An investment research firm has downgraded Maine’s 529 higher education investment fund, though state officials say the move means little.
Morningstar Inc. on Thursday released its annual report on the nation’s college savings plans. Maine’s $5.3 billion NextGen plan, which is run by Merrill Lynch, had been rated at “above average.” Morningstar downgraded it by two notches to “below average.” It was the biggest downgrade the firm made among the states.
“The downgrade means nothing, practically,” said Beth Bordowitz, CEO of the Finance Authority of Maine, which administers the NextGen plan. “Morningstar is a for-profit organization. They undertake this review, and frankly, it varies every year. We certainly don’t take much stock in what they say.”
Maine Treasurer Bruce Poliquin, who’s on the FAME board, agreed.
“It’s not very clear what they use to make their ratings, but it’s not like a bond rating where it’s a reflection of the health of a state government, for example,” said Poliquin.
According to a Reuters story, the downgrade was because of how Merrill Lynch investment advisers sold the NextGen plan to investors and the fees associated with the Maine plan.
At least one of the reasons for the downgrade seems to reflect problems with the plan that were resolved a few years ago.
Reuters reported that the Financial Industry Regulatory Authority in January fined Merrill Lynch $500,000 for not having proper procedures in place to ensure its advisers told potential investors about state-related tax credits they could get from investing in their own state’s 529 plans. So, Reuters reported, investors who were sold the NextGen plan could have missed out on tax benefits.
There are about 220,000 NextGen accounts nationwide, with roughly 14,000 in Maine.
Matthew Card, a spokesman for Bank of America-owned Merrill Lynch, said Friday that the company has “reminded our employees that selection of college savings plans includes consideration of state tax advantages as one factor in the investment decision.”
“In addition, we took steps several years ago to ensure employees document that this factor was discussed with clients,” Card said.
Asked if this report might cause some potential savers to avoid the NextGen program, Bordowitz said, “I would certainly hope not.

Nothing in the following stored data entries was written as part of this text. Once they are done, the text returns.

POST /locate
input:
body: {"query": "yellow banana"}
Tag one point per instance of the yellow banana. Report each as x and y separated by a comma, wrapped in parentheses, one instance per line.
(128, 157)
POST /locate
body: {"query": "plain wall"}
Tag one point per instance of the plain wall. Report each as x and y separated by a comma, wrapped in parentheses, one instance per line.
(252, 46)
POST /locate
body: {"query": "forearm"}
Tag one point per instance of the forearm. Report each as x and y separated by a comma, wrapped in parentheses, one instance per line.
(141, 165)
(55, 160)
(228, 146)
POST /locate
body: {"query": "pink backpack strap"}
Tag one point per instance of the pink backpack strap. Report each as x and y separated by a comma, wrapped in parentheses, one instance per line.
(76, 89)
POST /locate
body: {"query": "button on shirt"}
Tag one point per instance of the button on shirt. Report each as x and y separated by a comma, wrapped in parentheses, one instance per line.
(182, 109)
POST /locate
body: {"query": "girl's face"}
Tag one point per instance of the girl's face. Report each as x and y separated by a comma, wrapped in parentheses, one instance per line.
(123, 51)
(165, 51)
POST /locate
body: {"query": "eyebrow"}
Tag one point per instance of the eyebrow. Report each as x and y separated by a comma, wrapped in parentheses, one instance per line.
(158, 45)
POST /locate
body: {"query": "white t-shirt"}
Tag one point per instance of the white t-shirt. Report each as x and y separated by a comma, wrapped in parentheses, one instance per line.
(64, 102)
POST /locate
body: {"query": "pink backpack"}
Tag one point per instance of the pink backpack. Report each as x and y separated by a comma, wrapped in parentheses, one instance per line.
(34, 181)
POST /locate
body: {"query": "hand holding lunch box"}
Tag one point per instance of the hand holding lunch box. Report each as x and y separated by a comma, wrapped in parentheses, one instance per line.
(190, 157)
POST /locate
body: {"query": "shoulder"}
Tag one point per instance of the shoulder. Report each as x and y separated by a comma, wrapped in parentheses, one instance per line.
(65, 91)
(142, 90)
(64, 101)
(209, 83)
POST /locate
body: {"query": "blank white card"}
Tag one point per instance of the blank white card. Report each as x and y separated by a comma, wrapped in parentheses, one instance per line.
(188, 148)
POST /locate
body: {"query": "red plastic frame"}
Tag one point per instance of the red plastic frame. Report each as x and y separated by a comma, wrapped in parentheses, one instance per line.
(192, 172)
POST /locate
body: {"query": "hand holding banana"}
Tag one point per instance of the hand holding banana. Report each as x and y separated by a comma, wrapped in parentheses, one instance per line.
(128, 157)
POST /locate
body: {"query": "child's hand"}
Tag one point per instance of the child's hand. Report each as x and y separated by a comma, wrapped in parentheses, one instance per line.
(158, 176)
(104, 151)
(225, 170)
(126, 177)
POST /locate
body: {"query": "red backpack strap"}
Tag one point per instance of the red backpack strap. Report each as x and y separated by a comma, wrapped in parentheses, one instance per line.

Nothing has changed last year to this year.”
Morningstar reported the average fees for investment program accounts were 1.47 percent. It listed the NextGen program at 1.53 percent. But both Bordowitz and Card said the 1.53 percent is an average of a range of plans offered under NextGen, some with much lower fees, some with higher.
“NextGen is one of few multi-manager college savings plans that offers clients a wide range of investment choices. The fees associated with this wide range of investment options vary, with some options having higher fees than others,” said Card.
A 529 account is sort of like a 401k but is aimed at saving for higher education. Funds can be put into a variety of investment accounts. Some accounts protect the principle — if you put in $500, you will be able to take out at least $500 for higher education. But the account won’t earn much, either.
Others are higher risk accounts, where the greater returns may be realized, but you also might lose money. One of the benefits of the 529 program is that any return realized is tax-free if it’s used for higher education.
Maine has incentives to encourage people to save money for higher education in the NextGen program, said Bordowitz.
One of the biggest incentives was launched several years ago by a private group in Maine, the Harold Alfond Foundation. The foundation launched a pilot program in 2008 that would put $500 into the NextGen account of babies born at one hospital in central Maine. In 2009, the Harold Alfond College Challenge program went statewide.
According to Greg Powell, chairman of the foundation’s board, more than 10,000 children now hold Harold Alfond College Challenge accounts.
Powell said Friday he wasn’t concerned with the Morningstar downgrade.
“I don’t see this rating downgrade having any bearing on the Harold Alfond College Challenge program,” he said. “We have a lot of confidence in the finance authority. We feel it does a very thorough job of monitoring the program.”